The decision to commission the review was taken at a board meeting in Galway on Monday night and it is unclear whether the consultant employed by the Western Health Board and attached to the hospice is aware of its terms of reference.

The consultant is understood to be on annual leave and could not be contacted yesterday. However, the Western Health Board said a locum had been appointed in her absence.

The Galway Hospice dates back more than 10 years, when a campaign began to build a premises in the city for the terminally-ill, spearheaded by Galway general practitioner Dr Padhraic Ó Conghaile. The in-patient unit at Renmore was completed in 1993 after intensive fund-raising and took its first in-patients in 1997, when State support was also secured.
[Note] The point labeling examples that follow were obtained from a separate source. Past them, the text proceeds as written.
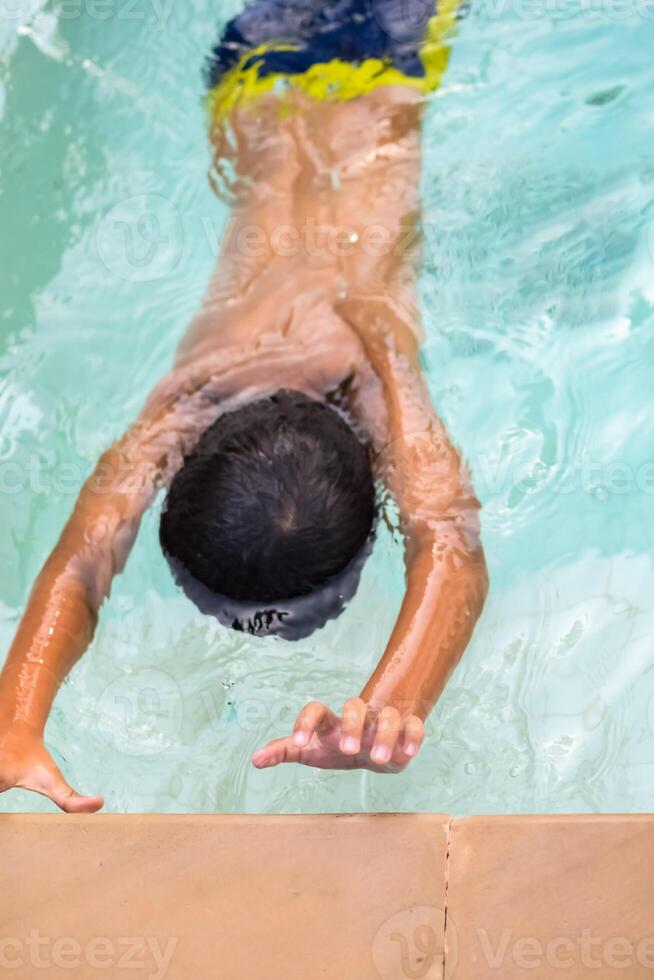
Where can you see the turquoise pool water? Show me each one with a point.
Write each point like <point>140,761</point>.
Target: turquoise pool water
<point>538,289</point>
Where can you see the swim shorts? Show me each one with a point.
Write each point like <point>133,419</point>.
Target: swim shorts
<point>337,50</point>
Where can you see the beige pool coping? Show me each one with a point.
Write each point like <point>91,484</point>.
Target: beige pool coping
<point>334,897</point>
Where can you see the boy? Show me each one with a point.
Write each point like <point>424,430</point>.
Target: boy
<point>306,341</point>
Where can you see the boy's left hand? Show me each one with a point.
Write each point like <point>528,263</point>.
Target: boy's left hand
<point>384,742</point>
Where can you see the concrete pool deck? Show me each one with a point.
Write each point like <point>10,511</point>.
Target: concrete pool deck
<point>360,897</point>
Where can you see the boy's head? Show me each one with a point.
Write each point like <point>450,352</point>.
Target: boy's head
<point>276,498</point>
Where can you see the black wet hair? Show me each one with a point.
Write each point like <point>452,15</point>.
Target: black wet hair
<point>276,498</point>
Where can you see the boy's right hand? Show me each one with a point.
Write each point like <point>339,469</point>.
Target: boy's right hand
<point>25,763</point>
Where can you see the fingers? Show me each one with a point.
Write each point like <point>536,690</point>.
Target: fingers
<point>397,739</point>
<point>315,716</point>
<point>414,735</point>
<point>352,725</point>
<point>389,724</point>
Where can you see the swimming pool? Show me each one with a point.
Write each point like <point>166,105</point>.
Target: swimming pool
<point>538,297</point>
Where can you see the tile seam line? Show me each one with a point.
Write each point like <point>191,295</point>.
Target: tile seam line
<point>446,884</point>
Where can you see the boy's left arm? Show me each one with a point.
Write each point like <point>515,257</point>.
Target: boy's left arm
<point>446,578</point>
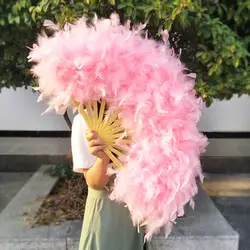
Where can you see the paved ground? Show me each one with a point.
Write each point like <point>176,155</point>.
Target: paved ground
<point>10,184</point>
<point>231,195</point>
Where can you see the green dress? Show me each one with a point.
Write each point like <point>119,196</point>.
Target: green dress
<point>107,225</point>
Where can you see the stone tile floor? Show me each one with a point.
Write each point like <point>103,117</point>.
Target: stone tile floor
<point>231,195</point>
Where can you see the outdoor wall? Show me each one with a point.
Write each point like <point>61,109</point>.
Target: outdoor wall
<point>20,111</point>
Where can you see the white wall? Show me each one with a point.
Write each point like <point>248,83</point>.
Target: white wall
<point>19,111</point>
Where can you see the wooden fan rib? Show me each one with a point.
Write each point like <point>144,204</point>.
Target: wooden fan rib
<point>113,158</point>
<point>90,115</point>
<point>101,115</point>
<point>95,120</point>
<point>124,149</point>
<point>84,115</point>
<point>115,151</point>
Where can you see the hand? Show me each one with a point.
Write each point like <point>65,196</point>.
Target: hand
<point>96,145</point>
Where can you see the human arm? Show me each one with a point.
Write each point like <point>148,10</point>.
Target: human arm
<point>96,176</point>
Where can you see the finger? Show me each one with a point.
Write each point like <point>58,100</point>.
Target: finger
<point>96,149</point>
<point>91,135</point>
<point>95,142</point>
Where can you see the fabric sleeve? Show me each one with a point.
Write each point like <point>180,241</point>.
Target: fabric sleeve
<point>81,157</point>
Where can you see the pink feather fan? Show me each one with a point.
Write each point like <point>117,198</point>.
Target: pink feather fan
<point>146,80</point>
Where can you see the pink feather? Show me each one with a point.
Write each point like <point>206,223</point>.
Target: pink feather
<point>147,81</point>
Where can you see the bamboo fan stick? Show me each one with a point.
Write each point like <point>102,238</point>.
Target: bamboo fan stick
<point>115,151</point>
<point>95,125</point>
<point>113,158</point>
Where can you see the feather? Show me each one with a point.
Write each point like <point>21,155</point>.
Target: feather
<point>147,81</point>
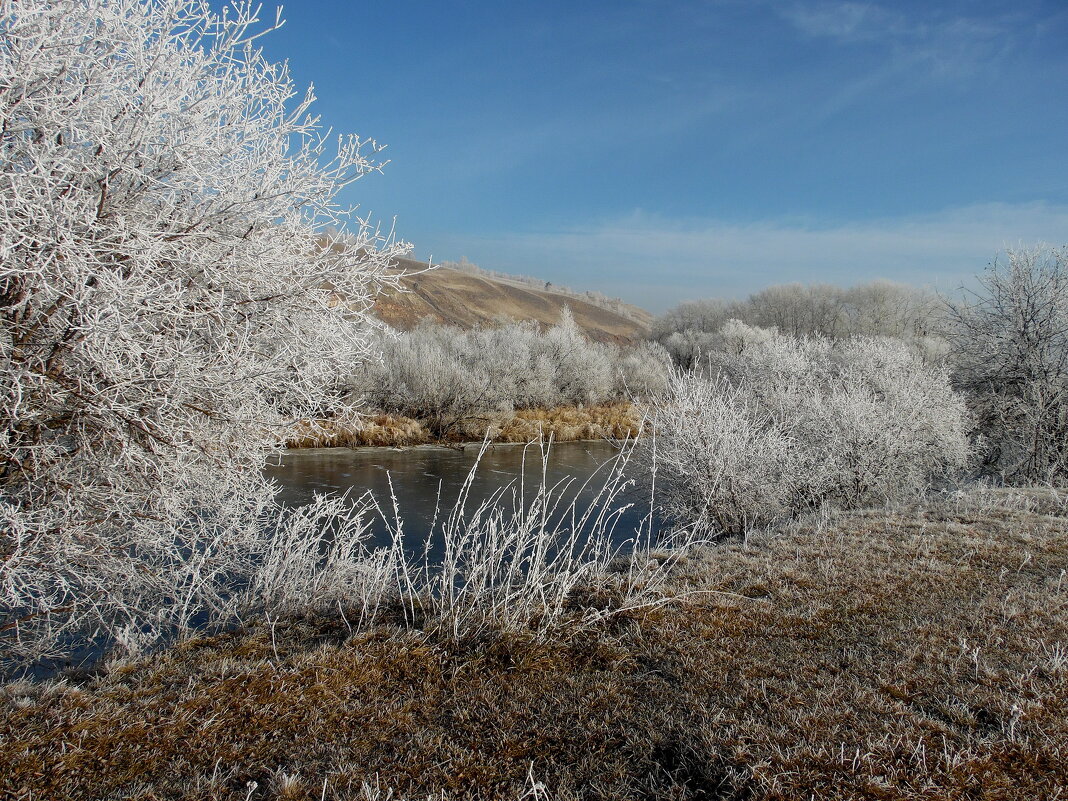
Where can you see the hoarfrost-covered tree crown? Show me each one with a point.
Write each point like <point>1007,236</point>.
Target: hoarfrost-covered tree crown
<point>168,294</point>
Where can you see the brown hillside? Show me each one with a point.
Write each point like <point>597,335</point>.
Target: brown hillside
<point>467,300</point>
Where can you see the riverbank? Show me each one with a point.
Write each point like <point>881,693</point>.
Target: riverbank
<point>563,423</point>
<point>907,655</point>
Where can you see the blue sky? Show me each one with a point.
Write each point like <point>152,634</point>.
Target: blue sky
<point>669,151</point>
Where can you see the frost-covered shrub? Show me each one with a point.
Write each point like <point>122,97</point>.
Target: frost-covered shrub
<point>877,309</point>
<point>450,376</point>
<point>788,424</point>
<point>643,371</point>
<point>1010,356</point>
<point>168,301</point>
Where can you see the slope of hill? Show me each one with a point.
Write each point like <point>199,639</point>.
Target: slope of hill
<point>467,300</point>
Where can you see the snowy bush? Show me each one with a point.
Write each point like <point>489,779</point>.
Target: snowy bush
<point>786,424</point>
<point>168,301</point>
<point>1010,354</point>
<point>450,376</point>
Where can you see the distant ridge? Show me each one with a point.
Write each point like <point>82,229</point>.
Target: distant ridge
<point>470,297</point>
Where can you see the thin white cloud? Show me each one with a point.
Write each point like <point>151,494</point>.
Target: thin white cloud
<point>657,263</point>
<point>936,44</point>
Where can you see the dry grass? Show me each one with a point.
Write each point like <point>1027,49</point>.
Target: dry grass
<point>878,656</point>
<point>568,423</point>
<point>564,423</point>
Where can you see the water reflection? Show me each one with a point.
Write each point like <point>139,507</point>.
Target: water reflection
<point>420,476</point>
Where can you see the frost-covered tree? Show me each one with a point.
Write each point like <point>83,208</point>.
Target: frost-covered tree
<point>167,302</point>
<point>1010,352</point>
<point>780,424</point>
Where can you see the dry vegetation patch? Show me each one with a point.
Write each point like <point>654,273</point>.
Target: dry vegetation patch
<point>882,656</point>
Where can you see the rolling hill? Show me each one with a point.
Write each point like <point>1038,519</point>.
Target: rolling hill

The hospice is a limited company which depends on voluntary contributions, but it also receives an annual grant from the Western Health Board, which amounts to €2.3 million this year. A health board spokesman yesterday welcomed the review but said that any further comment was a matter for the foundation.

The Irish Nurses' Organisation, which represents most of the 17 nursing staff employed to treat in-patients, said it was quite happy with the commissioning of the review. Its members would co-operate, as would the union, and it would like to see the findings published.

Some 80 per cent of the hospice's patients are cared for at home, in line with the philosophy of allowing people to spend their last days in their own environment, where possible.

About 1,800 people have been treated by the hospice since it opened.